Citations sur Oeuvres, tome 3 (72)
Les témoignages de la gentillesse du monde nous sont apportés aux moments les plus durs de l’existence : à la naissance, lors du premier pas dans la vie, et lors du dernier, au moment de la quitter. Voilà le programme minimum de la sollicitude humaine.
Dans le culte du souvenir dédié aux êtres chers, éloignés ou disparus, la valeur cultuelle de l’image trouve son dernier refuge. Dans l’expression fugitive d’un visage d’homme, sur les anciennes photographies, l’aura nous fait signe, une dernière fois. C’est ce qui fait leur incomparable beauté, pleine de mélancolie.
La réception par la distraction, de plus en plus sensible aujourd’hui dans tous les domaines de l’art, et symptôme elle-même d’importantes mutations de la perception, a trouvé sa place centrale au cinéma.
L’individu, en essayant d’affronter la technique avec les seules armes de l’intériorité, court à sa perte.

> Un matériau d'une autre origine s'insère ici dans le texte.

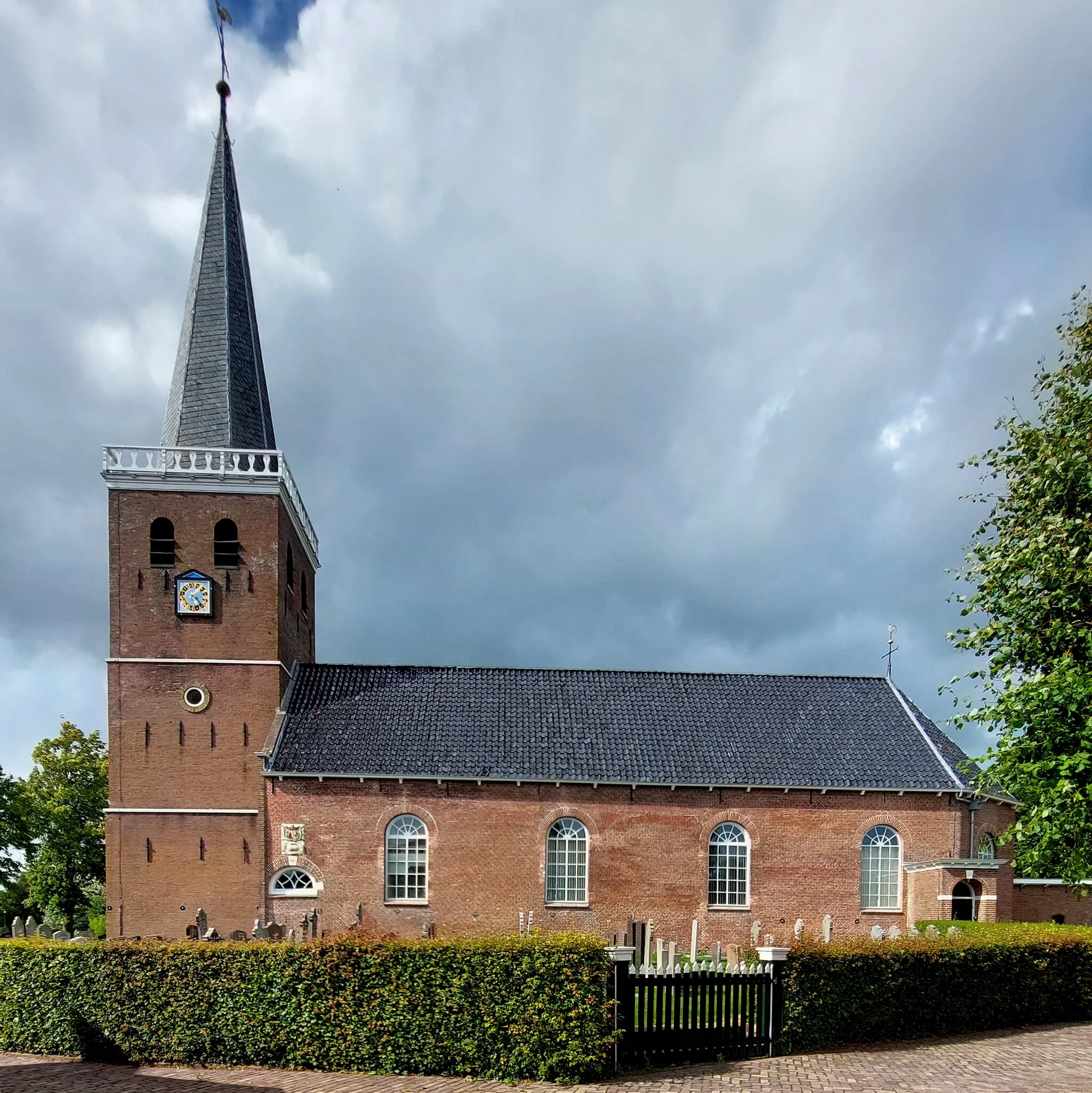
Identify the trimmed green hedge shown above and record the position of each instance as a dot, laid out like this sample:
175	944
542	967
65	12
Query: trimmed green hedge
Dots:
863	991
510	1008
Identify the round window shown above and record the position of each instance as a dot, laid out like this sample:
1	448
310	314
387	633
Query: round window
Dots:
196	697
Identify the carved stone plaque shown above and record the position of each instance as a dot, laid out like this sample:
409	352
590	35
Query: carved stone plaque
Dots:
292	844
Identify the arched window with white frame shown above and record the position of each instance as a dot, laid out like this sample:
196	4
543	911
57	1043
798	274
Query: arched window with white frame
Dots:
407	857
729	866
293	881
880	864
568	862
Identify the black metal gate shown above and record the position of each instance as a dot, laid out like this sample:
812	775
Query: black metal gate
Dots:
675	1016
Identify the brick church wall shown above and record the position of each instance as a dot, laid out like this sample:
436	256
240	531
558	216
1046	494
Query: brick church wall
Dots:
162	754
647	855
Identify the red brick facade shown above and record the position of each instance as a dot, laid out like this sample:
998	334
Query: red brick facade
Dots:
195	823
161	865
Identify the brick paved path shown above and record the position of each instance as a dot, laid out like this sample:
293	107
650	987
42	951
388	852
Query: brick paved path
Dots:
1050	1059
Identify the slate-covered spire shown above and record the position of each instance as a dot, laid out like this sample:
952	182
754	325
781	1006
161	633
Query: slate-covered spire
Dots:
218	395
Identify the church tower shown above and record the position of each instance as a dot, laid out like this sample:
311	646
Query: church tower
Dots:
211	565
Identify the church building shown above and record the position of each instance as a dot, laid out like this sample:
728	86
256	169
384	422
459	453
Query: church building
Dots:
255	784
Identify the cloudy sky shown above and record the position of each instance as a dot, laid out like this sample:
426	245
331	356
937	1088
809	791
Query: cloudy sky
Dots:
630	335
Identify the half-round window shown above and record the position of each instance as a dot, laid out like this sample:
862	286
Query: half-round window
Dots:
162	542
407	861
568	862
729	866
226	544
293	882
880	853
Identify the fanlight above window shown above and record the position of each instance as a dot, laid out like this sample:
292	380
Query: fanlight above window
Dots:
293	882
728	866
568	862
880	853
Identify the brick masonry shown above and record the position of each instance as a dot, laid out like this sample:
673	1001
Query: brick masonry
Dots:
165	757
647	855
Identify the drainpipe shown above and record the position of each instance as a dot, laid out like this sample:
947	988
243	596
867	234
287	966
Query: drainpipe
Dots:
973	807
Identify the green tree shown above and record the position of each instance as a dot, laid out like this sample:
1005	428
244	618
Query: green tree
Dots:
1030	614
65	798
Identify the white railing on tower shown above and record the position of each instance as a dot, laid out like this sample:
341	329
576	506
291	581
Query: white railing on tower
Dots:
176	466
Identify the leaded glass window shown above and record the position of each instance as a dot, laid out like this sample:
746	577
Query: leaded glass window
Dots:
880	851
728	866
293	882
568	862
407	859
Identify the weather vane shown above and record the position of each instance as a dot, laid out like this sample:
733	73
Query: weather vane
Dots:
891	647
223	15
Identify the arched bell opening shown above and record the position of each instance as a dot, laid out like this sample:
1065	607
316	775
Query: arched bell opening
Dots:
966	899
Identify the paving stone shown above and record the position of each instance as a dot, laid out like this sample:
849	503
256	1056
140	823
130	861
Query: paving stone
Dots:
1055	1058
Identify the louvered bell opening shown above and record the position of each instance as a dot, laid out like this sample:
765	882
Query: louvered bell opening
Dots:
162	542
226	545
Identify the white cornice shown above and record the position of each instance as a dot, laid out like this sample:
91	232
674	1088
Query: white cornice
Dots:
211	470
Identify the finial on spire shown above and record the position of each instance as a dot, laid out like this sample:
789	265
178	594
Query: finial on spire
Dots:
891	647
223	15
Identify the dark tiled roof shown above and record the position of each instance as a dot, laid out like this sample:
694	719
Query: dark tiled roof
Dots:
652	728
218	392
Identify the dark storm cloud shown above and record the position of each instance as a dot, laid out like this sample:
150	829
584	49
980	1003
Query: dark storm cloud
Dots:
628	336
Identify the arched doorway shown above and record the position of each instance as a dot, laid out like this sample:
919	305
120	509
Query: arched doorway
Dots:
966	898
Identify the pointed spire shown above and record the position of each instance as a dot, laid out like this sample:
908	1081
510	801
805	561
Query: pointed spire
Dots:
218	394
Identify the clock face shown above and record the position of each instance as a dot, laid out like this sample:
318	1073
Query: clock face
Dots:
194	594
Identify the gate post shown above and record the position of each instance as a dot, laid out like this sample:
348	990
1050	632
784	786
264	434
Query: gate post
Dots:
621	986
775	957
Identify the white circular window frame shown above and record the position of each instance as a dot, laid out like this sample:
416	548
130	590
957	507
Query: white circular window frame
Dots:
316	886
196	708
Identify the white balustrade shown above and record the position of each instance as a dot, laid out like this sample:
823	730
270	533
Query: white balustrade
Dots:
127	463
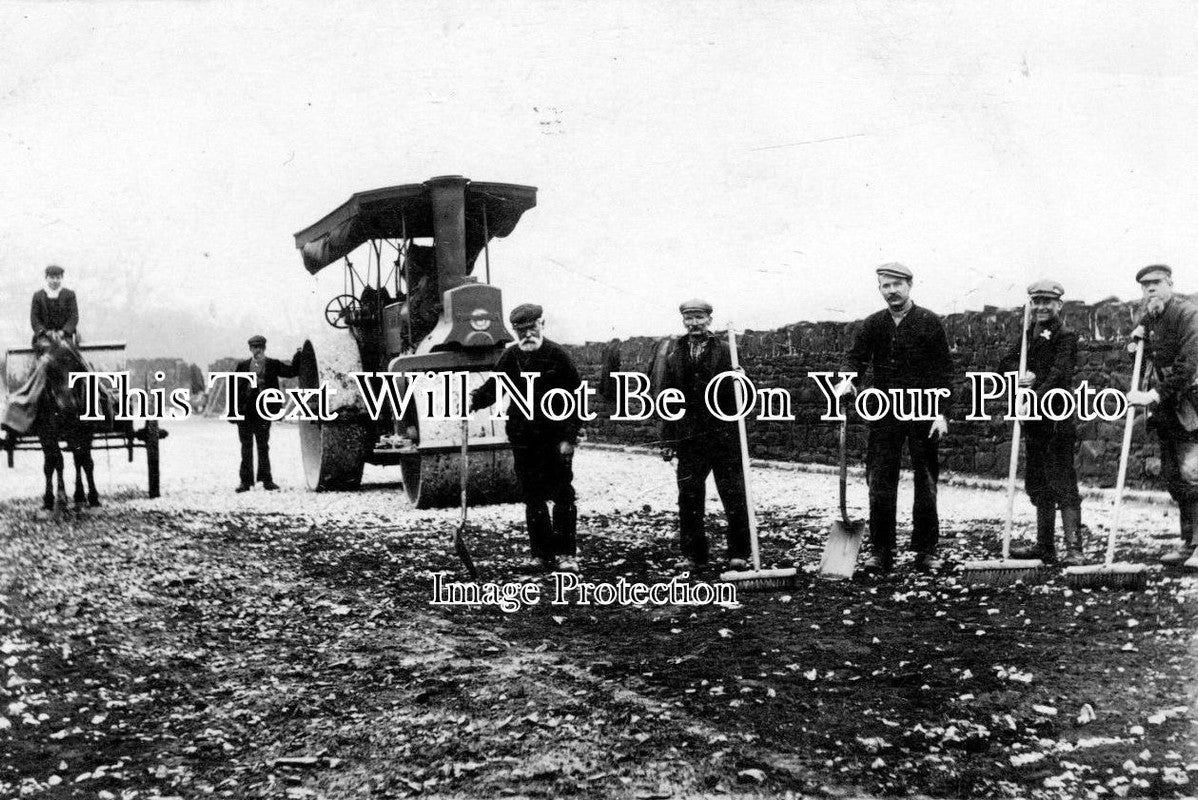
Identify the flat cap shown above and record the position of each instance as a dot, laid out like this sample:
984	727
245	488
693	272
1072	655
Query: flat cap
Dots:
1154	267
1046	289
526	313
695	304
894	270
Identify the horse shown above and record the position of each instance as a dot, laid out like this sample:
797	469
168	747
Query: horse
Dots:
59	410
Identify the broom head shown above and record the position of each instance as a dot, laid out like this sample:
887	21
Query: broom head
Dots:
1119	575
763	580
1003	571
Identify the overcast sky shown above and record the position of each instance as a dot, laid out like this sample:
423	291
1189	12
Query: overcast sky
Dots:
766	156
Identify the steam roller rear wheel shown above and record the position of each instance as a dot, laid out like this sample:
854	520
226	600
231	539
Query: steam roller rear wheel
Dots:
434	479
334	452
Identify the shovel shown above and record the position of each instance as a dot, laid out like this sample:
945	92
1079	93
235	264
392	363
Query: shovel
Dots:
843	543
459	539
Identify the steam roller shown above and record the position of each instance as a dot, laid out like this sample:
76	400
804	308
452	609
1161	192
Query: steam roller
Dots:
413	319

Aucune ville n'est liée aussi intimement au livre que Paris.
Si Giraudoux a raison quand il dit que l'homme a le plus haut sentiment de liberté en flânant le long d'un fleuve, la flânerie la plus achevée, par conséquent la plus heureuse, conduit ici encore vers le livre, et dans le livre. Car depuis des siècles le lierre des feuilles savantes s'est attaché sur les quais de la Seine : Paris est la grande salle de lecture d'une bibliothèque que traverse la Seine.

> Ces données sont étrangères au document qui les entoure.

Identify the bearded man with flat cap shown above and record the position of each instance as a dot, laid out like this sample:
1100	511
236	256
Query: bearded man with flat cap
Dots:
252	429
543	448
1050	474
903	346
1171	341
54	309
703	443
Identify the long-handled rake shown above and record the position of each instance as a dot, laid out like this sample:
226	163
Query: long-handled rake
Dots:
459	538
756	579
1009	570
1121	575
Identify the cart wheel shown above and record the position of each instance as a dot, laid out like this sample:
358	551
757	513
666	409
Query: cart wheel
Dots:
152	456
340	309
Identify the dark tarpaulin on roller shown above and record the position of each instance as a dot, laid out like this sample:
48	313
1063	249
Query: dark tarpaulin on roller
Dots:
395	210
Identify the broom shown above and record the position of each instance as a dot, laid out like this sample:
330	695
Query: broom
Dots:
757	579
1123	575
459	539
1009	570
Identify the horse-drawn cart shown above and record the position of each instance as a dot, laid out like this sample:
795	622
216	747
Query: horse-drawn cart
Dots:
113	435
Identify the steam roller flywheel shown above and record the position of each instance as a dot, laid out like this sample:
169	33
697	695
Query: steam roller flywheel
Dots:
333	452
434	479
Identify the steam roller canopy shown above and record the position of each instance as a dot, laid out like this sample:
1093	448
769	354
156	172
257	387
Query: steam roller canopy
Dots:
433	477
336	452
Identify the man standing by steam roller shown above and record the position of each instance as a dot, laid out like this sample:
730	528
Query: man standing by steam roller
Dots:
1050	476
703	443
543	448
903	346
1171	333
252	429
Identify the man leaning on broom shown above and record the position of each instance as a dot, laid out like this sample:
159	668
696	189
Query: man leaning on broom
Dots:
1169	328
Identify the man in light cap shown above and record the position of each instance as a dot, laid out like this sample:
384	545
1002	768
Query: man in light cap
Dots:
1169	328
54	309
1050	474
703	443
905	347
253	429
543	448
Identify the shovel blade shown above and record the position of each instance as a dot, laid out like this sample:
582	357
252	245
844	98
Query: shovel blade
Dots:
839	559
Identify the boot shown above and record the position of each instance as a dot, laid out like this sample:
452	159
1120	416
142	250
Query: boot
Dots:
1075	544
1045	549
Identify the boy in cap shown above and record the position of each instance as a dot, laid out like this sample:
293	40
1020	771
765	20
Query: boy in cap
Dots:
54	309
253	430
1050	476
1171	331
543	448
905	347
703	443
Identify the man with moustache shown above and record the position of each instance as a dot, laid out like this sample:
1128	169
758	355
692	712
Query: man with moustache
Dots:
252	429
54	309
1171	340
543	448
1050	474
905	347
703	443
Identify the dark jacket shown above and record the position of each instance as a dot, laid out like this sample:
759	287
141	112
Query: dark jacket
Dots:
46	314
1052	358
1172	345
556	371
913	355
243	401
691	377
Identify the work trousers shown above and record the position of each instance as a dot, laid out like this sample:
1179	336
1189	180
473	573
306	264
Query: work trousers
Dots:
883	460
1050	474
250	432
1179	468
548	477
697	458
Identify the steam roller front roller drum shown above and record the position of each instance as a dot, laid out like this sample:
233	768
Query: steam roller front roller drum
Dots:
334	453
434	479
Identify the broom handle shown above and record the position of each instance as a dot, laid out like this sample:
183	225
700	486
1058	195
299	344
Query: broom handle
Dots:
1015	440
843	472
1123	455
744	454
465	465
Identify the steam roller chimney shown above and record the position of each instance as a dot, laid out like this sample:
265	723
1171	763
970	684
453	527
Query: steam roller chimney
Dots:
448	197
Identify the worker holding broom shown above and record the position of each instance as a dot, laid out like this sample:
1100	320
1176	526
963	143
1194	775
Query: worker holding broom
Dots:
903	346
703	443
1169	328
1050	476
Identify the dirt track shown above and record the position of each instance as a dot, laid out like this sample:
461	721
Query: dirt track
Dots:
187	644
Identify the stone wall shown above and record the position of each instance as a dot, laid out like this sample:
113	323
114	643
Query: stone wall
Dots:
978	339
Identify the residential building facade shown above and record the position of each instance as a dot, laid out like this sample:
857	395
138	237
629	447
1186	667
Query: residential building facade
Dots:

L’important, dans le roman, ce n’est donc pas qu’il nous instruit en nous présentant un destin étranger, mais que ce destin étranger, par la flamme qui le consume, nous procure une chaleur que nous ne trouverions jamais dans notre propre vie. Ce qui attire le lecteur vers le roman, c’est l’espérance de réchauffer sa vie transie à la flamme d’une mort dont il lit le récit.
Chaque époque ne rêve pas seulement la suivante : en rêvant, elle tend aussi vers le réveil.
L’historien matérialiste ne saurait renoncer au concept d’un présent qui n’est point passage, mais arrêt et blocage du temps. Car un tel concept définit justement le présent dans lequel, pour sa part, il écrit l’histoire. L’historicisme compose l’image « éternelle » du passé, le matérialisme historique dépeint l’expérience unique de la rencontre avec ce passé. Il laisse d’autres se dépenser dans le bordel de l’historicisme avec la putain « Il était une fois ». Il reste maître de ses forces: assez viril pour faire éclater le continuum de l’histoire.
S’effarer que les événements que nous vivons soient « encore » possible au XXe siècle c’est marquer un étonnement qui n’a rien de philosophique. Un tel étonnement ne mène à aucune connaissance, si ce n’est à comprendre que la conception de l’histoire d’où il découle n’est pas tenable.
Au recueillement, qui est devenu pour une bourgeoisie dégénérée l’école du comportement asocial, s’oppose ici la distraction en tant que modalité de comportement social.